People have not forgotten Vincent Chin.

Ten years after the Chinese American was brutally murdered by two unemployed Detroit autoworkers, people across the United States will gather to remember him and other victims of anti-Asian violence.

In Seattle, a candlelight vigil will commemorate Chin on June 23 in the International District’s Hing Hay Park from 8-8:45p.m.

“The vigil would represent a poignant reminder of the need to address anti-Asian violence,” said Karen Yoshitomi, regional director of the Pacific Northwest District of the Japanese American Citizens League. “Even after 10 years have passed, the concern over the increase in anti-Asian violence underlines the need for community involvement.”

The theme of the vigil is “We Must Not Forget.” It will include a keynote address by Seattle Central Community College Professor Tracy Lai, a reading of names by local community leaders of Asian Americans who have been killed as a result of anti-Asian prejudice, and a performance by the local Korean American rap group the Seoul Brothers.

Calling for justice and an end to all forms of bias-motivated violence, Asian American groups around the country will hold similar gatherings. Commemorations for Chin will take place in Los Angeles, Detroit, Washington, D.C., San Francisco and New York.

Vincent Chin was murdered by two unemployed Detroit autoworkers, Ronald Ebens and his stepson Michael Nitz, on June 19, 1982, in Detroit’s Highland Park area. According to a waitress, a scuffle broke out in a local nightclub after Ebens, an auto plant foreman, told Chin, “It’s because of you, motherf-s, that we’re out of work.”

Ebens and Nitz later followed Chin to a nearby restaurant parking lot where an off-duty police officer and several bystanders witnessed Ebens repeatedly strike Chin on the head with a baseball bat, crushing his skull. Chin died four days later on June 23, only days before he was to be married.

Charged with only second-degree murder, Ebens and Nitz eventually pleaded guilty to a reduced charge of manslaughter. They were later sentenced to three years probation and a $3,780 fine.

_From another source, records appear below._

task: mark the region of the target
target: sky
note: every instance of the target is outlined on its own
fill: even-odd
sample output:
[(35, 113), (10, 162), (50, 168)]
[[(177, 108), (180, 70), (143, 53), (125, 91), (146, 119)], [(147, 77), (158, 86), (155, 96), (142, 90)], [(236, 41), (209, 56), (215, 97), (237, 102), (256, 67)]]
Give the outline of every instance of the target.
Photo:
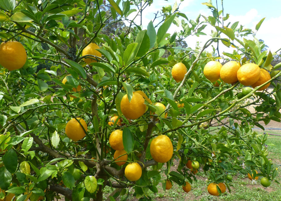
[[(170, 5), (172, 7), (175, 1), (175, 0), (154, 0), (152, 5), (147, 7), (143, 12), (143, 29), (146, 29), (148, 23), (154, 18), (154, 13), (156, 13), (157, 11), (160, 10), (162, 7), (167, 5)], [(195, 20), (199, 13), (206, 17), (212, 15), (211, 10), (206, 6), (201, 4), (201, 3), (207, 2), (208, 0), (184, 0), (181, 3), (180, 0), (176, 1), (178, 5), (180, 3), (179, 11), (185, 14), (189, 20)], [(218, 0), (219, 10), (221, 9), (221, 2), (220, 0)], [(234, 22), (239, 21), (239, 26), (241, 24), (244, 26), (244, 28), (255, 30), (256, 25), (261, 19), (266, 17), (257, 32), (256, 37), (258, 39), (264, 40), (265, 44), (269, 46), (268, 49), (272, 52), (281, 48), (281, 12), (280, 11), (281, 0), (224, 0), (223, 3), (224, 16), (226, 13), (229, 14), (229, 17), (226, 23), (227, 24), (230, 22), (230, 26)], [(213, 0), (213, 5), (215, 6), (215, 0)], [(136, 13), (133, 12), (129, 18), (133, 18)], [(182, 19), (184, 18), (180, 18), (180, 19)], [(201, 18), (201, 21), (204, 19)], [(160, 18), (157, 19), (154, 21), (154, 25), (157, 24), (160, 20)], [(137, 17), (135, 21), (137, 22), (140, 22), (140, 18)], [(139, 24), (139, 23), (137, 23)], [(196, 36), (189, 37), (185, 40), (188, 46), (194, 48), (197, 41), (201, 42), (201, 47), (202, 46), (205, 42), (210, 38), (211, 28), (210, 26), (210, 27), (206, 27), (202, 31), (207, 36), (200, 36), (200, 37)], [(179, 32), (181, 29), (182, 30), (182, 28), (180, 25), (178, 27), (172, 24), (168, 32), (172, 34), (175, 30)], [(223, 37), (228, 37), (224, 35)], [(247, 38), (250, 39), (253, 38), (252, 36)], [(229, 53), (232, 53), (233, 50), (233, 48), (228, 48), (223, 45), (220, 46), (219, 49), (221, 52)], [(207, 50), (211, 50), (210, 49)]]

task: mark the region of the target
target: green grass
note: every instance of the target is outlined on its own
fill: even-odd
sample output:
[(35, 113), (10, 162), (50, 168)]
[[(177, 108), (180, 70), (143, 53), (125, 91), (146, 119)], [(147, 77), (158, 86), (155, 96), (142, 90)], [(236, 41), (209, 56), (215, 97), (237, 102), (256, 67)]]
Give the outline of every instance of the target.
[[(259, 133), (264, 131), (259, 130)], [(281, 131), (267, 130), (266, 132), (274, 134), (280, 134)], [(269, 146), (268, 150), (269, 153), (269, 158), (272, 159), (274, 163), (277, 166), (281, 165), (281, 136), (269, 135), (268, 142), (274, 144), (275, 146)], [(280, 169), (279, 168), (279, 170)], [(252, 182), (246, 175), (236, 175), (234, 178), (231, 184), (231, 193), (229, 193), (227, 188), (226, 192), (220, 196), (214, 196), (210, 195), (207, 190), (208, 182), (206, 181), (207, 177), (200, 173), (200, 176), (198, 178), (197, 182), (193, 182), (191, 184), (191, 190), (188, 193), (184, 193), (181, 186), (179, 186), (176, 184), (173, 183), (172, 188), (169, 190), (164, 191), (161, 184), (158, 186), (158, 192), (153, 193), (149, 191), (147, 195), (152, 198), (152, 200), (168, 201), (275, 201), (281, 200), (281, 185), (275, 182), (272, 182), (269, 188), (264, 188), (260, 183), (260, 178), (256, 184), (252, 184)], [(246, 176), (246, 177), (245, 176)], [(281, 181), (280, 174), (275, 178), (279, 182)], [(108, 195), (112, 191), (108, 187), (105, 189), (105, 194)], [(116, 200), (125, 200), (126, 197), (128, 190), (127, 190), (125, 195), (119, 196)], [(130, 195), (127, 200), (136, 201), (133, 196), (134, 192), (131, 189)]]

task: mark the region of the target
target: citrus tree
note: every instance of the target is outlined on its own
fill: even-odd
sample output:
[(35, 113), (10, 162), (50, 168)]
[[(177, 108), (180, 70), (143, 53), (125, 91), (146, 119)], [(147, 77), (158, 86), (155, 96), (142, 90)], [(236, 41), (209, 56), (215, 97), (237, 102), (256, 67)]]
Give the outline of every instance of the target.
[[(199, 170), (213, 195), (237, 173), (274, 180), (267, 136), (252, 129), (281, 119), (281, 63), (255, 37), (264, 18), (245, 28), (210, 1), (210, 16), (193, 20), (176, 3), (145, 29), (152, 1), (0, 2), (1, 200), (101, 200), (106, 186), (107, 200), (148, 200), (160, 184), (188, 193)], [(182, 30), (168, 33), (172, 23)]]

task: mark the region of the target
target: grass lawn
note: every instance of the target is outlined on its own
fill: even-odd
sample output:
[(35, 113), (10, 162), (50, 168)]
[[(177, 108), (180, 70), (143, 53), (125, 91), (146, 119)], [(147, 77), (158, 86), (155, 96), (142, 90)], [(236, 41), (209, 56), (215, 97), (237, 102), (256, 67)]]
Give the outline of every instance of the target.
[[(257, 131), (261, 133), (264, 132), (261, 130)], [(265, 132), (274, 134), (281, 134), (281, 130), (274, 131), (272, 130), (266, 130)], [(268, 150), (269, 153), (269, 158), (271, 159), (274, 163), (278, 167), (279, 171), (281, 168), (281, 136), (269, 135), (269, 142), (275, 145), (275, 146), (269, 146)], [(246, 175), (238, 174), (234, 177), (231, 187), (231, 193), (230, 193), (227, 188), (226, 192), (220, 196), (210, 195), (207, 191), (208, 183), (206, 181), (206, 177), (202, 171), (196, 174), (197, 182), (194, 182), (191, 185), (191, 190), (188, 193), (185, 193), (182, 190), (181, 186), (179, 186), (174, 183), (172, 188), (169, 190), (164, 191), (161, 184), (158, 185), (158, 193), (153, 194), (149, 191), (147, 195), (152, 198), (153, 200), (168, 201), (207, 201), (217, 200), (221, 201), (281, 201), (281, 185), (275, 182), (272, 182), (271, 185), (266, 189), (260, 184), (260, 178), (257, 181), (257, 184), (252, 184), (252, 182), (247, 177)], [(279, 174), (276, 179), (281, 182), (281, 175)], [(109, 188), (105, 189), (106, 194), (108, 195), (112, 192)], [(134, 192), (132, 189), (131, 195)], [(126, 200), (127, 193), (123, 196), (118, 197), (116, 200), (138, 200), (129, 196)]]

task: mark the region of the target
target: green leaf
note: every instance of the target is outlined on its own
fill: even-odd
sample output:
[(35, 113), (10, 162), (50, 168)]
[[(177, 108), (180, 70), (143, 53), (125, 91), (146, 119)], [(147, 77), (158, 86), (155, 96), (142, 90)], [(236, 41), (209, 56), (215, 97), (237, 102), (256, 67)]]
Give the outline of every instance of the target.
[(125, 71), (129, 72), (135, 73), (137, 74), (142, 75), (148, 77), (149, 74), (143, 68), (129, 68)]
[(151, 48), (154, 47), (154, 44), (156, 41), (156, 31), (151, 20), (150, 21), (147, 25), (147, 35), (149, 37), (150, 41), (150, 48)]
[(0, 168), (0, 188), (4, 190), (10, 187), (12, 181), (12, 174), (8, 171), (4, 166)]
[(40, 91), (45, 91), (48, 89), (48, 88), (49, 88), (49, 86), (45, 82), (39, 79), (37, 79), (37, 82), (38, 83), (38, 87), (39, 87), (39, 90)]
[(81, 201), (84, 197), (85, 186), (83, 183), (78, 184), (73, 189), (72, 192), (73, 201)]
[(33, 21), (32, 19), (20, 12), (16, 12), (12, 15), (10, 20), (18, 22), (30, 22)]
[(20, 107), (24, 107), (27, 106), (29, 105), (32, 105), (32, 104), (35, 104), (39, 102), (39, 100), (37, 98), (32, 98), (29, 100), (27, 100), (26, 102), (25, 102), (22, 105), (20, 105)]
[(203, 116), (208, 114), (211, 113), (213, 112), (216, 111), (215, 109), (207, 109), (200, 112), (196, 117), (196, 119), (198, 119), (200, 117), (202, 117)]
[(6, 125), (7, 119), (7, 116), (2, 115), (0, 115), (0, 125), (2, 126)]
[(179, 136), (179, 140), (178, 141), (178, 145), (177, 146), (177, 151), (180, 149), (181, 146), (181, 143), (183, 141), (183, 138), (182, 136), (179, 133), (178, 134)]
[(64, 61), (71, 66), (72, 69), (79, 74), (83, 79), (86, 79), (87, 78), (86, 71), (81, 65), (77, 63), (75, 61), (73, 61), (69, 59), (65, 59)]
[(257, 31), (259, 30), (259, 27), (260, 27), (260, 26), (262, 24), (263, 22), (264, 22), (264, 20), (265, 19), (265, 17), (264, 17), (257, 24), (257, 25), (256, 25), (256, 30)]
[(216, 7), (215, 7), (214, 6), (213, 6), (210, 3), (207, 3), (207, 2), (206, 2), (205, 3), (201, 3), (201, 4), (203, 5), (206, 5), (208, 7), (210, 7), (213, 8), (214, 8), (215, 10), (216, 10), (216, 9), (217, 9), (216, 8)]
[(110, 5), (114, 8), (114, 9), (121, 16), (121, 17), (123, 16), (123, 12), (122, 12), (122, 11), (120, 9), (120, 7), (119, 7), (119, 6), (113, 0), (107, 0), (107, 1), (109, 2), (109, 3), (110, 4)]
[(11, 109), (17, 113), (19, 113), (21, 111), (22, 109), (21, 107), (17, 106), (10, 106)]
[(111, 72), (115, 73), (115, 70), (112, 66), (106, 63), (96, 62), (92, 63), (92, 65), (104, 69), (105, 71), (108, 73), (110, 74)]
[(129, 154), (134, 150), (135, 140), (131, 131), (127, 127), (123, 129), (123, 139), (125, 150)]
[(82, 9), (75, 9), (74, 10), (70, 10), (68, 11), (62, 11), (61, 12), (59, 13), (60, 14), (63, 14), (65, 15), (68, 17), (74, 15), (75, 14), (77, 14), (80, 12), (81, 12), (83, 10)]
[(272, 53), (269, 50), (268, 52), (268, 54), (267, 55), (267, 57), (266, 57), (266, 60), (265, 60), (264, 66), (266, 67), (269, 66), (271, 63), (271, 61), (273, 60), (273, 56), (272, 56)]
[(145, 55), (149, 50), (150, 41), (149, 37), (146, 34), (146, 30), (144, 30), (139, 32), (136, 39), (138, 45), (135, 50), (134, 54), (136, 57), (141, 57)]
[(126, 82), (122, 82), (122, 85), (125, 89), (125, 91), (127, 93), (129, 102), (130, 102), (132, 100), (132, 98), (133, 97), (133, 88), (130, 84)]
[(135, 58), (135, 54), (134, 51), (138, 45), (137, 43), (134, 43), (129, 44), (127, 47), (123, 56), (124, 65), (126, 66)]
[(118, 83), (116, 80), (106, 80), (101, 81), (99, 83), (99, 84), (97, 85), (96, 87), (97, 88), (100, 87), (100, 86), (106, 86), (106, 85), (117, 85), (117, 84), (118, 84)]
[(52, 145), (55, 148), (56, 147), (60, 142), (60, 136), (56, 130), (53, 134), (51, 140)]
[(16, 0), (0, 0), (0, 5), (4, 9), (12, 11), (16, 7)]
[(150, 66), (150, 67), (152, 68), (153, 67), (154, 67), (154, 66), (155, 66), (159, 65), (161, 65), (161, 64), (163, 64), (164, 63), (169, 63), (169, 61), (168, 61), (166, 59), (161, 58), (160, 59), (159, 59), (158, 60), (156, 60), (156, 61), (153, 62), (151, 65), (151, 66)]
[(117, 110), (117, 112), (118, 112), (118, 115), (119, 116), (121, 116), (123, 114), (121, 110), (120, 105), (121, 101), (125, 94), (124, 93), (121, 92), (118, 93), (116, 96), (116, 100), (115, 100), (115, 107), (116, 107), (116, 109)]
[(176, 16), (176, 14), (174, 14), (159, 27), (157, 32), (157, 43), (159, 44), (160, 42), (166, 37), (166, 33), (170, 27), (173, 22), (173, 21)]
[(96, 179), (93, 176), (88, 176), (86, 177), (84, 180), (85, 187), (87, 190), (90, 193), (93, 193), (96, 192), (97, 187)]
[(6, 190), (6, 192), (14, 194), (21, 194), (26, 192), (26, 191), (22, 187), (14, 187)]
[(67, 171), (62, 173), (62, 176), (63, 184), (68, 188), (72, 189), (75, 187), (74, 184), (75, 180), (72, 174), (69, 172)]
[(28, 151), (32, 146), (33, 138), (32, 137), (26, 138), (22, 142), (22, 149), (25, 152)]
[(0, 12), (0, 22), (3, 22), (10, 19), (9, 16), (3, 12)]
[(3, 157), (4, 165), (8, 171), (11, 173), (14, 173), (17, 166), (17, 153), (12, 149), (6, 152)]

The lenient sentence touched off a flurry of activities from Asian American organizations around the nation. Chin’s death sparked what many consider an Asian American civil rights movement calling for justice.

“People felt complete and total outrage and disbelief,” said Helen Zia, who spearheaded the national movement for justice. “It [the murder] touched people at a time, especially in the Michigan area, where people were feeling like targets…” Zia was then a reporter for the Detroit Free Press at the time.

Both Ebens and Nitz were later charged by the federal government for conspiracy and violation of Chin’s civil rights. Yet, despite these national efforts, neither Ebens nor Nitz spent a day in prison for Chin’s murder.

According to Zia, heightened anti-Asian sentiment in recent years has led to thousands of racially motivated assaults and killings of Asian Americans. Yet, very few of these attacks have been investigated or prosecuted as hate crimes. Many Asian Americans feel the criminal justice system has failed the Asian American community.

Zia also notes that highly publicized Japan-bashing, especially following the 50th anniversary of Pearl Harbor, in addition to pervasive stereotypes of Asian Americans as the “model minority,” have led to increased racial antagonism and hostility directed against all Asian Americans, regardless of their national origin.

Seattle’s growing local Coalition to Commemorate Vincent Chin has formed as community groups condemn all forms of bias-motivated violence.

“As a Chinese American I am aware that there is more violence going on in our community. I would like to bring attention to anti-Asian violence before it gets worse,” said Denise Sharify, Asian Pacific community advocate for Seattle Rape Relief and one of the organizers of the local commemoration.

“I’d like for people to know that we can come together and fight for justice. I’d also like to recognize women who are often victims of anti-Asian violence.”

The candlelight vigil is endorsed by over 25 local organizations, including: the International Examiner, the Japanese American Citizen League Pacific Northwest District Office, the Unity Organizing Committee, the Washington State Commission on Asian American Affairs, Seattle Rape Relief, American Friends service Committee, Washington Asian and Pacific Islander Student Union, the Filipino American Political Action Group of Washington, the Northwest Coalition Against Malicious Harassment, the Central Area Motivation Program, Queer Nation, the Asian Pacific AIDS Council, the Seattle Chinatown/International District Public Development Authority, the International District Community Health Center, Women of Color: Organize For Justice, Asian Lesbians Outside of Asia, the Seattle Office for Women’s Rights and several other organizations.